Do doctors get better mortgage rates?

No, doctors don’t automatically get better mortgage rates, but their high income and lower rate of default make them a lower risk to lenders. Physician mortgage loans offer competitive financing options to medical professionals that meet their credit score, DTI, and employment requirements.

We recommend talking to a loan officer to find out more about the current interest rates you can qualify for.

How are student loan payments factored into DTI for physician mortgages?

Student loan payments aren’t always factored into DTI for physician mortgages. Student loan payments deferred for at least one year are most likely to be excluded, but it’s not the only option.

Borrowers on an income-driven repayment plan can sometimes use their monthly payment amount to calculate DTI. Other physician mortgage programs may use 2% of the total loan balance.

Who is a Physician Loan in Delaware Best For?

Are you stuck in analysis paralysis trying to decide if a physician mortgage loan in Delaware is the right choice for you? It happens.

Consider the below examples of borrowers who may be just like you. Relating to other people can help you get out of this rut and onto the home-buying process.

1. Primary care physicians comparing their rate options

Whether you own a private practice or you are working for a larger organization, you likely have more than one financial goal at any one time. Shopping around and comparing rate options can help you find the best interest rate available to you.

Qualified borrowers with excellent credit can qualify for competitive interest rates through physician mortgage programs. In some cases, it may make sense to choose an adjustable-rate mortgage product.

Adjustable-rate mortgages often have lower introductory interest rates than fixed-rate mortgages, but this rate will eventually reset to the market rate when the introductory period expires.

2. Veterinarians on an income-driven repayment plan

Student loan debt can feel like a shackle around your ankle, even if you’ve achieved many of your career aspirations of becoming a veterinarian. An income-driven repayment plan allows people with high student loan debt to make payments without monopolizing their entire salary.

Income-driven repayment plans can also work to borrowers’ benefit when they apply for a physician mortgage loan. Many of the best physician mortgage loans in Delaware will use your monthly payment amount to calculate your monthly DTI, which can make it much easier to qualify if you have a significant student loan balance.

3. Medical residents starting a new job

Medical residents often have to relocate to continue their training in their given specialty. Being fresh out of medical school doesn’t do these individuals any favors in the income history department.

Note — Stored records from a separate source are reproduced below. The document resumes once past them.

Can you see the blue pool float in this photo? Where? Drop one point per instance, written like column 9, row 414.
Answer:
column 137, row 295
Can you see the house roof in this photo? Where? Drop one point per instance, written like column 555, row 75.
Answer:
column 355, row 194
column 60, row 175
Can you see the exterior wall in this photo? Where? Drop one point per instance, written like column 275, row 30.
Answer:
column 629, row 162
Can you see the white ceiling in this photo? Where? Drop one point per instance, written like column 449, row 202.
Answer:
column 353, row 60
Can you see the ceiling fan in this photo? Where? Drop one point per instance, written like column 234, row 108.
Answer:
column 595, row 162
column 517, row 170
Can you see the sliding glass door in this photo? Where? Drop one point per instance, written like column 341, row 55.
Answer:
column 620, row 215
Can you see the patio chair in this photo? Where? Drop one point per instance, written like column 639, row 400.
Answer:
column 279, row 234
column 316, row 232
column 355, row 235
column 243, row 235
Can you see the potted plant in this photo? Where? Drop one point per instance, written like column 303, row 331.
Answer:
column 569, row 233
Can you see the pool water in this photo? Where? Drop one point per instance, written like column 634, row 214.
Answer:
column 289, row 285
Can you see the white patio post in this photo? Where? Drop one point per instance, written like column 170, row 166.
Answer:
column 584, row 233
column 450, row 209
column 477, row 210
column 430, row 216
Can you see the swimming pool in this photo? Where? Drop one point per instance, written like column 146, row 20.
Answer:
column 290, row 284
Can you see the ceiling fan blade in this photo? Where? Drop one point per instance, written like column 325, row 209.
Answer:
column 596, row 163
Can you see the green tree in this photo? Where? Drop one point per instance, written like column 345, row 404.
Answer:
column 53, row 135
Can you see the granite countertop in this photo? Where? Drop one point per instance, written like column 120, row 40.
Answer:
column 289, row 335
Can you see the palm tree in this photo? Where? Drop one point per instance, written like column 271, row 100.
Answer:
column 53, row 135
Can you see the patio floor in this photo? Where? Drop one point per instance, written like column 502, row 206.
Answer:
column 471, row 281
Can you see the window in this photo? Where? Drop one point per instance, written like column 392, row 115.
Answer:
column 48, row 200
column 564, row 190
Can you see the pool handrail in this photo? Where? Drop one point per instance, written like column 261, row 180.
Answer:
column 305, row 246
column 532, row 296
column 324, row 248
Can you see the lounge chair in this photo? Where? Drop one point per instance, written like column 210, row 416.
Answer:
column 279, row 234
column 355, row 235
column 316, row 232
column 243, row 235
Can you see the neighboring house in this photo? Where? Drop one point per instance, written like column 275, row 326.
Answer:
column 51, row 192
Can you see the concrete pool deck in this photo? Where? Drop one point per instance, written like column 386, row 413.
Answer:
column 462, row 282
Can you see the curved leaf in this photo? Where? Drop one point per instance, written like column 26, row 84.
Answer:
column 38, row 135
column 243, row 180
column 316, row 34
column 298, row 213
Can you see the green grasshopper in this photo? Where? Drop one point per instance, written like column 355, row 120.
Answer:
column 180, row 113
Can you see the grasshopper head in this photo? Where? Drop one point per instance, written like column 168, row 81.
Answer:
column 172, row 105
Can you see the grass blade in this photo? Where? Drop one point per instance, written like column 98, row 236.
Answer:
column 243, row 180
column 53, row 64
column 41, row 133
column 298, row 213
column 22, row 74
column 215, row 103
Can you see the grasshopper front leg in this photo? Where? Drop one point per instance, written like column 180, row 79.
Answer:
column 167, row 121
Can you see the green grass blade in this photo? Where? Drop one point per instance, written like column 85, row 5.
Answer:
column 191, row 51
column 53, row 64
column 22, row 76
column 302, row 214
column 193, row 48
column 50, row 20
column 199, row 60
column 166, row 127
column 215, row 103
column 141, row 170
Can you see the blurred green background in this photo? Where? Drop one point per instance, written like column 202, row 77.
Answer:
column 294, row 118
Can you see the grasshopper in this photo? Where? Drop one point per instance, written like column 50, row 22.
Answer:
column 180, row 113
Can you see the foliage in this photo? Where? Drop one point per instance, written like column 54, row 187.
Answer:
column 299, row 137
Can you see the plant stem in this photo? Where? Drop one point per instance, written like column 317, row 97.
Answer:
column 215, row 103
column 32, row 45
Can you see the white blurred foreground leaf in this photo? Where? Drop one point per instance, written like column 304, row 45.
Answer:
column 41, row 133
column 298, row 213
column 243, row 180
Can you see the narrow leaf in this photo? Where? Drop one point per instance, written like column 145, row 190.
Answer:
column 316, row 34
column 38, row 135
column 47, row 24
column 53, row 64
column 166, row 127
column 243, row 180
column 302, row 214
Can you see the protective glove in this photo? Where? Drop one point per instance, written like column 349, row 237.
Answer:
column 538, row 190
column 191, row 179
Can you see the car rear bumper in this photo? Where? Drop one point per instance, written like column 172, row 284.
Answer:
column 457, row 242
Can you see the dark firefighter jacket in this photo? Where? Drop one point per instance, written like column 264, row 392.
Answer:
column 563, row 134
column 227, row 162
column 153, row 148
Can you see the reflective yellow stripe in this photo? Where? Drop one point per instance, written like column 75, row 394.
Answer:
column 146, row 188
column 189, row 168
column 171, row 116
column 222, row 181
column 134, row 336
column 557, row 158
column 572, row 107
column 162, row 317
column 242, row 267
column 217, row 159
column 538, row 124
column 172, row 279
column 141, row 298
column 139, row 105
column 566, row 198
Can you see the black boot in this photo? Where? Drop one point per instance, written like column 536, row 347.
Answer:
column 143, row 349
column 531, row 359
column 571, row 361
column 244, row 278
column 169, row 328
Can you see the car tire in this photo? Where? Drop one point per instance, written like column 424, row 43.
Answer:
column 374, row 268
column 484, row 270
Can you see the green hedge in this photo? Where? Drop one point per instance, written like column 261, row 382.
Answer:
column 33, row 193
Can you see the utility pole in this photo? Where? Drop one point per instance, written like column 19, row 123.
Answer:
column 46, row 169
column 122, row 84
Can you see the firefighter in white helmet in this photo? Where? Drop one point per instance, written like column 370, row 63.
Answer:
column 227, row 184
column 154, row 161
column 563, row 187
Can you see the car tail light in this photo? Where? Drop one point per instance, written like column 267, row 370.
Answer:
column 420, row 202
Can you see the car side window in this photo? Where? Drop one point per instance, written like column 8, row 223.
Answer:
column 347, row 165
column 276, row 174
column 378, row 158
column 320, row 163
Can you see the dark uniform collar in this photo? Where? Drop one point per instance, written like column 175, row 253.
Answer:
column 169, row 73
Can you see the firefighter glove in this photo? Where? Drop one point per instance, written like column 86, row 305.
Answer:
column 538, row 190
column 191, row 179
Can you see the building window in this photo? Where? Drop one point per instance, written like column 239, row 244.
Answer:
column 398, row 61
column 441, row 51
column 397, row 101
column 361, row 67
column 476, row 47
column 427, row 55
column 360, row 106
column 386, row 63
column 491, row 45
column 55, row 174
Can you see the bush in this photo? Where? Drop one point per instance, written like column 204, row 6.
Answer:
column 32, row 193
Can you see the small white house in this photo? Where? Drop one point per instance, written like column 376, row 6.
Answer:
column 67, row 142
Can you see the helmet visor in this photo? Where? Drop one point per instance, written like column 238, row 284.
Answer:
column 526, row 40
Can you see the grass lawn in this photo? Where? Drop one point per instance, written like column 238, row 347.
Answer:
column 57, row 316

Finishing school and moving on to a new job in a new city is enough of a transition; buying a home can help them put down stable roots and start building equity. Physician loan programs will accept future-dated employment contracts in lieu of employment history.

In general, physician mortgage loan programs will need to see proof that employment will begin within 90 days of closing. Borrowers will often need to show a savings account with sufficient cash reserves to cover all debt obligations between closing and the beginning of employment.

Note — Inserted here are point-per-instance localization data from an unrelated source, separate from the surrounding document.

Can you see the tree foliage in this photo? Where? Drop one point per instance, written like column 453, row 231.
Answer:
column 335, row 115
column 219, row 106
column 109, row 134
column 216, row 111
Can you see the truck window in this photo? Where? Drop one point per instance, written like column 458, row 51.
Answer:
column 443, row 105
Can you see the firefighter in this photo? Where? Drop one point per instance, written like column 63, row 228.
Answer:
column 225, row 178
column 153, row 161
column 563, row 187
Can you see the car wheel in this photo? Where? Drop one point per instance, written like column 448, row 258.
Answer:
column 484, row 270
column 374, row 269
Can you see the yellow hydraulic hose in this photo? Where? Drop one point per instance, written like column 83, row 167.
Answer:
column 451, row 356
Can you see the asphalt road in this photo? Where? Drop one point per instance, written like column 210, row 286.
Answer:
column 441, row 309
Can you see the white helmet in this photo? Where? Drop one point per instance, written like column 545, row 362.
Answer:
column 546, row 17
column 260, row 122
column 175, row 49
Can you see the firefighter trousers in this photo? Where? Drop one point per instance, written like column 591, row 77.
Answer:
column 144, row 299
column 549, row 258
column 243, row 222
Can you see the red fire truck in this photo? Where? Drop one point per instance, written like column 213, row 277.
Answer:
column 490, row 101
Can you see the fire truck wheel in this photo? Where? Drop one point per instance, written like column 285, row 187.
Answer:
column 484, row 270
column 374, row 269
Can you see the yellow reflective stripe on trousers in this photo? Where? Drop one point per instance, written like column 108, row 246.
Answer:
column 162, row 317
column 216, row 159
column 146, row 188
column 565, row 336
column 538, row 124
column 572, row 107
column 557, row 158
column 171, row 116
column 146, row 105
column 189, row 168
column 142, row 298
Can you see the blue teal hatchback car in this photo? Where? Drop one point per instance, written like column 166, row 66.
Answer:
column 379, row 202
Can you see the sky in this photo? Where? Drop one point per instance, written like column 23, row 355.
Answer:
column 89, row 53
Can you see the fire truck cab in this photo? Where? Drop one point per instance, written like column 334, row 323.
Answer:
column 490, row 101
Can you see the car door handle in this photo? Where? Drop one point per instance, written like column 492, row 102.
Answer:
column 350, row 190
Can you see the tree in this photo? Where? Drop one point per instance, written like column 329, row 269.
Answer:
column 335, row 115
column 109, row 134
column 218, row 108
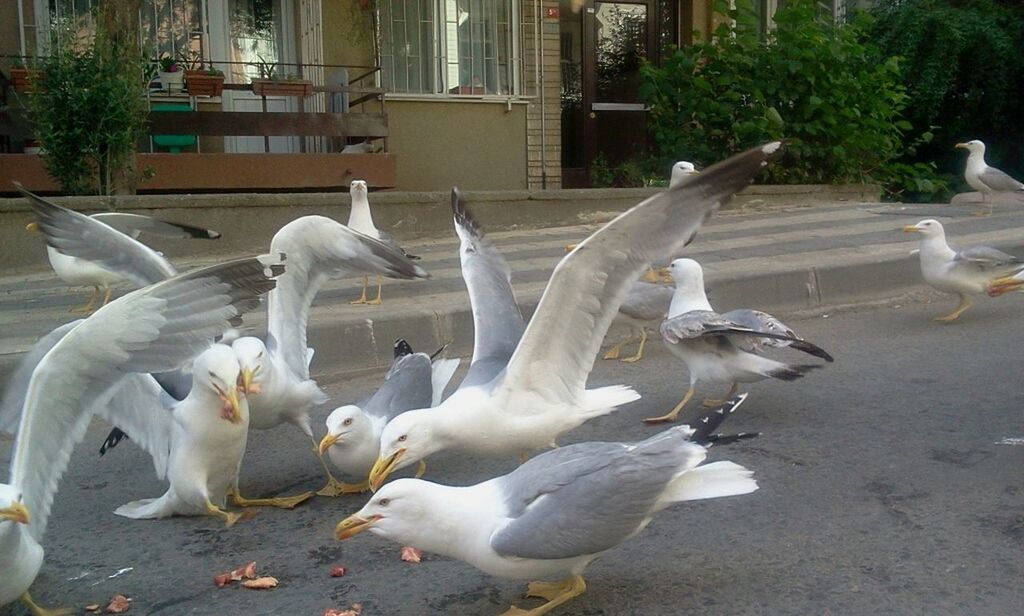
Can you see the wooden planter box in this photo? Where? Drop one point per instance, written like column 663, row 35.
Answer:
column 19, row 78
column 204, row 84
column 266, row 87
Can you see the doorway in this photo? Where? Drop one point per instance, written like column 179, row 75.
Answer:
column 603, row 45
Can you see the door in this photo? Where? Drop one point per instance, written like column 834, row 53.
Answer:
column 603, row 120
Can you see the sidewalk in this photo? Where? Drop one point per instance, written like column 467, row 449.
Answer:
column 780, row 260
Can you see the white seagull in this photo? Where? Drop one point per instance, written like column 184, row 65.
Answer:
column 724, row 347
column 971, row 271
column 555, row 514
column 154, row 328
column 983, row 178
column 361, row 220
column 353, row 431
column 527, row 401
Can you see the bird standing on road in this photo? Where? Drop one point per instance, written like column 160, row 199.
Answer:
column 556, row 513
column 986, row 179
column 525, row 402
column 971, row 271
column 724, row 347
column 361, row 220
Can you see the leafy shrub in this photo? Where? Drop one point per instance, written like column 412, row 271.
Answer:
column 88, row 108
column 964, row 69
column 816, row 83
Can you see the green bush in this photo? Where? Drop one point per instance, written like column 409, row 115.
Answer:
column 964, row 69
column 88, row 107
column 817, row 84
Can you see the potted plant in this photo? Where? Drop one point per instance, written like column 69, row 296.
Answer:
column 205, row 81
column 171, row 75
column 269, row 84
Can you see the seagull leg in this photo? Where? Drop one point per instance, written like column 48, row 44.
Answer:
column 556, row 594
column 378, row 301
column 363, row 298
column 639, row 354
column 961, row 308
column 87, row 309
column 671, row 415
column 714, row 402
column 612, row 353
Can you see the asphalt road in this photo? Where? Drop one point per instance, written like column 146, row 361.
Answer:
column 885, row 489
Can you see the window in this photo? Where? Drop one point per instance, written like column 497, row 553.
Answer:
column 449, row 46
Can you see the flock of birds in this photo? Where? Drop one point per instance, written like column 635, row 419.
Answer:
column 167, row 366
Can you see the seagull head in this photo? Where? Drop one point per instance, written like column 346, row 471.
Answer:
column 400, row 511
column 928, row 228
column 407, row 439
column 973, row 146
column 11, row 509
column 252, row 356
column 347, row 423
column 217, row 370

4. New doctors interested in refinancing

If you already own your home and you’ve recently become a doctor, refinancing can give you access to lower mortgage payments, a better interest rate, or a home equity line of credit you can leverage for other goals in your life.

Physician mortgage loans allow qualified medical professionals to refinance an owner-occupied primary residence.

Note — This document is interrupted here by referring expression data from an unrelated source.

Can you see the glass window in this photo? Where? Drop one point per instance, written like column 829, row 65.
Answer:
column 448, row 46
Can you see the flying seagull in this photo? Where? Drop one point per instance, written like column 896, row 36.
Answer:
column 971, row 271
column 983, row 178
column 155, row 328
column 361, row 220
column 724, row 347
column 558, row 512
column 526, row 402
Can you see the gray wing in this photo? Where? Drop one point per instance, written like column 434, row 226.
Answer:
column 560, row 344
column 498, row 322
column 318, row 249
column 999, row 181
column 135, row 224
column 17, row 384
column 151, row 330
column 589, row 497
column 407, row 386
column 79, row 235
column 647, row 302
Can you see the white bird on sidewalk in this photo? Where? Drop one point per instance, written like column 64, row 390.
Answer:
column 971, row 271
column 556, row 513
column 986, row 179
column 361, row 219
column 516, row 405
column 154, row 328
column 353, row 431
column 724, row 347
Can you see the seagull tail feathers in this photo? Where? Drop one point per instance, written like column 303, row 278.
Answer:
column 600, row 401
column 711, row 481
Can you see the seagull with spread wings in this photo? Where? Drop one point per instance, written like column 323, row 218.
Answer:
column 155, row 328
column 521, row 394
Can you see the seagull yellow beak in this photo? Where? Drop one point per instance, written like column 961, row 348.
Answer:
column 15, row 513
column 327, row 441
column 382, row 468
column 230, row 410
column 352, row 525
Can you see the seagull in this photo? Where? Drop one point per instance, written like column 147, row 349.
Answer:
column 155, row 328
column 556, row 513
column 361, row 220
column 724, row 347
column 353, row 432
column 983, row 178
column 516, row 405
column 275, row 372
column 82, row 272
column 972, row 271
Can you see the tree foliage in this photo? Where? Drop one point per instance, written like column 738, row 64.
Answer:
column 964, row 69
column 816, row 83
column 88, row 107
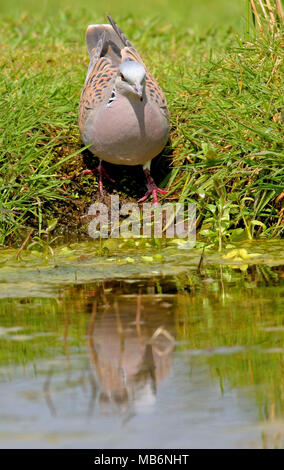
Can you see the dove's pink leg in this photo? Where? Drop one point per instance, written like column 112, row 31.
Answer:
column 101, row 171
column 152, row 188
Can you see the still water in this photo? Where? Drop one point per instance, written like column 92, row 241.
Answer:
column 192, row 359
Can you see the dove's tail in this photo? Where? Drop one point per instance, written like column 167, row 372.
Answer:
column 119, row 33
column 105, row 33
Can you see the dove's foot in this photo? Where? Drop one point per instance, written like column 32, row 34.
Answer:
column 152, row 189
column 102, row 172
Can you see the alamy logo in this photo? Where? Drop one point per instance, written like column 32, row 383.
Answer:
column 145, row 220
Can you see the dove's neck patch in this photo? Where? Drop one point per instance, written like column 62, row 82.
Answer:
column 112, row 97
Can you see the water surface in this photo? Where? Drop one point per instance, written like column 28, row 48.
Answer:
column 183, row 358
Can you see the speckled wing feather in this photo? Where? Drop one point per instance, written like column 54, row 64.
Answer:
column 129, row 52
column 98, row 85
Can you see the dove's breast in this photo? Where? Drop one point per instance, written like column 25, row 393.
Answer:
column 127, row 131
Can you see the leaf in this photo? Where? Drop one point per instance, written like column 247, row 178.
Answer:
column 51, row 225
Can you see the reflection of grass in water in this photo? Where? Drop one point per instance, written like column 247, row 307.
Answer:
column 48, row 321
column 248, row 315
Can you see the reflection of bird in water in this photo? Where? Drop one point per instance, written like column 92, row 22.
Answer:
column 129, row 358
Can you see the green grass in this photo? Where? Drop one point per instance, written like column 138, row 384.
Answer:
column 224, row 87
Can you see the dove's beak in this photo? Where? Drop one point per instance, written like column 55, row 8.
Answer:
column 138, row 89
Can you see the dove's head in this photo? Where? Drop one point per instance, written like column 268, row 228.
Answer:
column 131, row 79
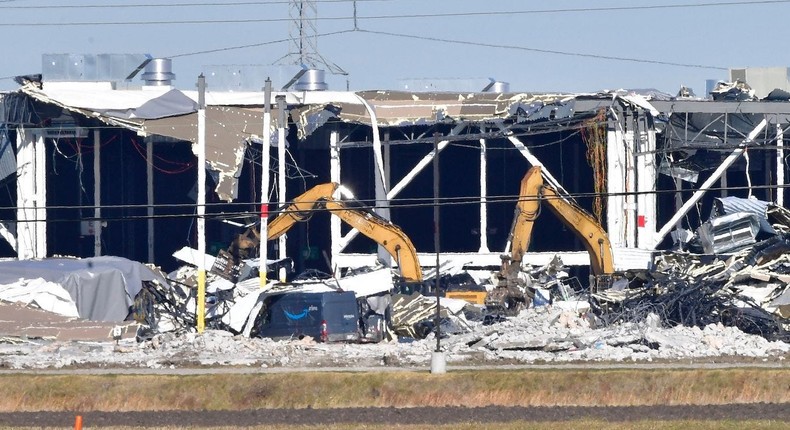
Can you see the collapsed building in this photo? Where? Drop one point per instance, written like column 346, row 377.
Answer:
column 94, row 169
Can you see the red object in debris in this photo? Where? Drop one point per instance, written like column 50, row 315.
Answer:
column 324, row 333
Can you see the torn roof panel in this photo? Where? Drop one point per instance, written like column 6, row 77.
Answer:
column 126, row 104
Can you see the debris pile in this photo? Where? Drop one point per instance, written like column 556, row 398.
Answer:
column 744, row 284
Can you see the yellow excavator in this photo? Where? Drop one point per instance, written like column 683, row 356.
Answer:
column 382, row 231
column 511, row 294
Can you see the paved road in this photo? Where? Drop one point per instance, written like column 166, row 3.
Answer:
column 449, row 415
column 450, row 368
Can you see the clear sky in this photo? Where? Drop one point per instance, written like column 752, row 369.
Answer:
column 561, row 45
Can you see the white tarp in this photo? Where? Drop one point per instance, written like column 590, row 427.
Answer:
column 45, row 295
column 103, row 288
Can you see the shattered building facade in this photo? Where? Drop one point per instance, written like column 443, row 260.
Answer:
column 98, row 170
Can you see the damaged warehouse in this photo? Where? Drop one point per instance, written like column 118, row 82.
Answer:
column 689, row 193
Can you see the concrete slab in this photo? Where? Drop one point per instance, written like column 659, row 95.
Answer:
column 22, row 322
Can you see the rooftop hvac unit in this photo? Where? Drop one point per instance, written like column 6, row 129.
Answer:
column 159, row 72
column 311, row 80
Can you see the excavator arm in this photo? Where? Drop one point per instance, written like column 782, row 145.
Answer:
column 510, row 295
column 533, row 193
column 383, row 232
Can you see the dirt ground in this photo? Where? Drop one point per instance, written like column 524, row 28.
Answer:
column 449, row 415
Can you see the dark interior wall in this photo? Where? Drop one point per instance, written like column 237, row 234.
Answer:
column 70, row 184
column 761, row 170
column 8, row 202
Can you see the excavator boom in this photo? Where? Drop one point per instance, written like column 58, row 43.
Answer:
column 383, row 232
column 511, row 295
column 533, row 192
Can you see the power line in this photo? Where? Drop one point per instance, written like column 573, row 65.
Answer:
column 174, row 5
column 437, row 15
column 251, row 45
column 417, row 202
column 383, row 17
column 545, row 51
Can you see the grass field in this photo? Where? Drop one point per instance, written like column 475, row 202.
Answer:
column 26, row 392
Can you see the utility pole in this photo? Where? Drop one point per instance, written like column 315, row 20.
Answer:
column 438, row 362
column 265, row 149
column 201, row 205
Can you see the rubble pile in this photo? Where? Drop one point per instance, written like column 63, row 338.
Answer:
column 748, row 290
column 544, row 334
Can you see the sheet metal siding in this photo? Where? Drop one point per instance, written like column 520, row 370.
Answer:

Rate/term refinances allow homeowners to begin a new loan for the remaining balance of their previous mortgage. If you’ve been making payments for years already, refinancing can lower your monthly payment by spreading the remaining balance across a new loan term of up to 30 years.

Cash-out refinances allow homeowners to take out their existing home equity to pay down debt or make home improvements. Many cash-out refinances require a certain amount of money to go toward paying off debt, but borrowers can take a certain amount in cash with few restrictions.